Strategies for Success

To capitalise on the secured card market, issuers are advised to:

  • Leverage data analytics to identify ideal secured card candidates and tailor marketing.
  • Provide educational resources to help cardholders build credit responsibly.
  • Design competitive, transparent fee and interest rate structures to attract and retain customers.
  • Use digital onboarding and servicing tools to enhance customer experience and reduce operational costs.
  • Emphasise the transition path from secured to unsecured products to encourage customer growth and loyalty.

Tapping into New Markets

Downstream secured card issuance programs can potentially cater to a different demographic than the mass-affluent consumers and those with high FICO Scores. These programs could provide an opportunity for credit card issuers to tap into a market that may have been previously overlooked.

Three methods to approach the Secured Card market are: counteroffering on declines, converting prepaid programs, and targeting specific segments. A downstream secured card issuance program, which includes a progression plan for advancing cardholders from secured to unsecured account status, can be a strategic advantage for credit card issuers.
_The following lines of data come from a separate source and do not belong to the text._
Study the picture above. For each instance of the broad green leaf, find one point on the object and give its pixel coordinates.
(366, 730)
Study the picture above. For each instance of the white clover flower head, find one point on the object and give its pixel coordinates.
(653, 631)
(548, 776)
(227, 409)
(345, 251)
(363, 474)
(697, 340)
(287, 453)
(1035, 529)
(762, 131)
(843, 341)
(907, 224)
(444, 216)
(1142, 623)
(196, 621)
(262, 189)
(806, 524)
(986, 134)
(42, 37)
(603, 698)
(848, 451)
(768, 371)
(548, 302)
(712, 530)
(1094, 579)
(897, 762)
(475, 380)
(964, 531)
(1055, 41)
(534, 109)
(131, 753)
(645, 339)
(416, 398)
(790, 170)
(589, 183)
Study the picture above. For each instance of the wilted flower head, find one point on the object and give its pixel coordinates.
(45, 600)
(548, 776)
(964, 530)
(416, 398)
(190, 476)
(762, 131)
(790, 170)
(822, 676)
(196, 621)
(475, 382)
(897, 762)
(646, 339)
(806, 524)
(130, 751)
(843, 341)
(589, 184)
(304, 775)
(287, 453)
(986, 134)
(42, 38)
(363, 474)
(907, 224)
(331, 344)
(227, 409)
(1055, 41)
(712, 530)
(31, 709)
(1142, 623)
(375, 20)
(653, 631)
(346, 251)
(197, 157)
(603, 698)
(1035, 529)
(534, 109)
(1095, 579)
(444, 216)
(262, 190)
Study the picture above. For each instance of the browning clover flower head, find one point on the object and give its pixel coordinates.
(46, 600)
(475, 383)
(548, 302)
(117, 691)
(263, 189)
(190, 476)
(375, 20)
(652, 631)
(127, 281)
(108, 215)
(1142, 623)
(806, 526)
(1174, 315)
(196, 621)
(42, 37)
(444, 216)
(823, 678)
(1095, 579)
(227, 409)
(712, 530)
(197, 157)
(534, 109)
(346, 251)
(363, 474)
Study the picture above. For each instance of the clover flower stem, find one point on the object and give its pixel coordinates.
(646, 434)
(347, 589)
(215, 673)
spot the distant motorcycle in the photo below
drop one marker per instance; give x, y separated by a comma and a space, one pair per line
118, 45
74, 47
By 2023, the number of secured credit card accounts is expected to exceed 6 million, and the revolving debt carried by these cards is expected to exceed $6 billion. The Secured Card market is worth approximately $2 billion.

Mercator Advisory Group recommends issuers view the secured card market not merely as a risk mitigation tool but as a strategic growth segment with long-term value through customer development and cross-product engagement. The success of downstream secured card issuance programs depends on their ability to effectively manage the progression of cardholders from secured to unsecured accounts.

  1. In the realm of finance and business, a strategic approach for issuers involves investing in secured cards, as this market offers a chance to attract and retain customers with poor or no credit history, thereby expanding the customer base and generating revenue.
  2. To capitalize on the growth potential of the secured card market, issuers could employ various strategies such as leveraging data analytics, providing educational resources, designing competitive fee structures, utilizing digital tools, and emphasizing the transition path from secured to unsecured products, all aiming to build customer loyalty and differentiate their brand.